Commentary - Auditor Independence: A Burdensome Constraint or Core Value?
Posted: 17 Jun 1999
The U.S. Securities and Exchange Commission (SEC) delegates to private standards-setting bodies much of its accounting-related rule-making authority under the securities acts. It has long delegated, while maintaining oversight, authority to set generally accepted accounting principles (GAAP) to the Financial accounting Standards Board, and authority to regulate generally accepted auditing standards (GAAS) to the AICPA?s Auditing Standards Board. Recently, through Financial Reporting Release No. 50 (issued February 18, 1998), it delegated authority to define auditor independence to the Independence Standards Board (ISB).
Accounting and auditing standards have been the subject of much scholarly research, but independence standards are relatively unexplored. All three are essential to determining the value of our system of audited financial reporting for investor protection, as well as its value for corporate governance, and for facilitating capital formation.

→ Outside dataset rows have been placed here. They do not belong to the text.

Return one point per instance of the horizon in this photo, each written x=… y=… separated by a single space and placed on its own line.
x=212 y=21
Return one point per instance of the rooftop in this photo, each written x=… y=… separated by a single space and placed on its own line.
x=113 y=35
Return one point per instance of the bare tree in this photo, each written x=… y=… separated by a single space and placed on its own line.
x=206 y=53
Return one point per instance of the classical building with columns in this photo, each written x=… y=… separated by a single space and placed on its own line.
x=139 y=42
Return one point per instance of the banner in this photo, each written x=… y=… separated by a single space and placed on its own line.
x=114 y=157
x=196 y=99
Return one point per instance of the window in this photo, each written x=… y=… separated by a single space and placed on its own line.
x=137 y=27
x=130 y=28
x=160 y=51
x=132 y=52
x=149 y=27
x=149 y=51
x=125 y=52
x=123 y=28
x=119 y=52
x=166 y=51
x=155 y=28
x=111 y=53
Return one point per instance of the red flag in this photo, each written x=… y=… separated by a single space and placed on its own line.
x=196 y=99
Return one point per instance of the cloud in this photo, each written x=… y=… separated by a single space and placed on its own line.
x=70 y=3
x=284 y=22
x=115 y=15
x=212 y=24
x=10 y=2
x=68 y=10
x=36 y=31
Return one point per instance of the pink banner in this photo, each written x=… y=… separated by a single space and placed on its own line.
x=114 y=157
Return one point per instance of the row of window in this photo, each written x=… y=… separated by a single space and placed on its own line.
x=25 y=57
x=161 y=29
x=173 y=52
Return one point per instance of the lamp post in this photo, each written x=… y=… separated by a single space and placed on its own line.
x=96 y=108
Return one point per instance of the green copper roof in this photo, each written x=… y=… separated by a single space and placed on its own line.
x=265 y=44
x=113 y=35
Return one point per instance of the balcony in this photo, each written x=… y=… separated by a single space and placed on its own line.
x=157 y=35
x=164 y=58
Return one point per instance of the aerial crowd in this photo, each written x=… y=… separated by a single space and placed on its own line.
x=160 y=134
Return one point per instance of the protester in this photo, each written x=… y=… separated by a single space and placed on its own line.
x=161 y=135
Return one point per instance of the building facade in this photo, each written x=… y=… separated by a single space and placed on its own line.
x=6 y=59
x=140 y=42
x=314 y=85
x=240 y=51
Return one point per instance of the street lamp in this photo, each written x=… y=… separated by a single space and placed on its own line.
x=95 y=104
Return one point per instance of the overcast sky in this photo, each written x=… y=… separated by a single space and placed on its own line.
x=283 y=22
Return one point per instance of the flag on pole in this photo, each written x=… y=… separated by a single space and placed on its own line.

This commentary explores two views of independence, and how the views might be applied by practitioners, regulated by regulators, and studied by scholars. The views are based on my experience with the accounting profession as a member of the Auditing Standards Board and the Special Committee on Assurance Services (the Elliott Committee), as well as teaching auditing for M.B.A.s and accounting majors for more than 25 years.